New Study Shows Sleep can Reduce Fear
admin .
Mar 28, 2014
A fascinating new study published in the journal Nature Neuroscience reveals that for those who have phobias and fears, the solution to their problem may come in their sleep. The study was conducted by Katherina Hauner, the assistant director of the Cognitive Neuroscience Laboratory of the Rehabilitation Institute of Chicago at the Northwestern University Feinberg School of Medicine, and its results indicated that people’s fears could be reduced simply by sending a sensory cue linked to the phobia while they were sleeping.
The study used mild shock to invoke a fear response – shock is one of the most commonly-used forms of fear conditioning in psychological studies. Fifteen study participants were exposed to two different faces at the same time that they received the mild shock; at the same time they were exposed to the specific strong and memorable scents of mint and lemon. Each scent was associated with a different one of the faces.
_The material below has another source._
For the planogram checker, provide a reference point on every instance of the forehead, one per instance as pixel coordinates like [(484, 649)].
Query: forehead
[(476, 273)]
The reason for using scent as part of the experiment is that our bodies detect and recognize smells even when we are asleep.
Once the experiment’s researchers determined that the fear response was firmly conditioned in the study participants and that they had learned to fear the faces as well as the smells that were accompanied by the shocks, they asked the participants to take a nap while hooked up to sleep study technology to monitor their brain wave movement. Once each participant had entered into the phase of sleep known as slow wave, the researchers again exposed them to one of the smells that they had been taught to fear. Though the smells evoked a strong fear response when they were first detected during sleep, the longer the participant was in the slow wave state and exposed to the smell, the more the fear response dissipated.
Perhaps most interestingly, following their naps, the participants were again exposed to the pictures of the faces that they had been conditioned to fear, and when they saw the face that had been associated with the smell that they were exposed to while they slept, their fear response while awake was markedly reduced. This means that the change that took place during their slow phase sleep cycle was actually learned. Adjustments to the amount of time that each subject was exposed to the smell while they were asleep made direct correlative differences in the amount of fear that was experienced when they were awake.
The study’s results are of great interest to those in the world of psychiatry. According to Edward Pace-Schott, an assistant professor of psychiatry at the Harvard Medial School, “it suggests that if you can get contextual information into the brain during sleep, some sort of learning process can take place. The fact that it gets into the brain during sleep is remarkable.” The possibility exists that this discovery can be used to assist people who suffer from acute phobias, post-traumatic stress disorder, and other psychological issues that impact the quality of their lives.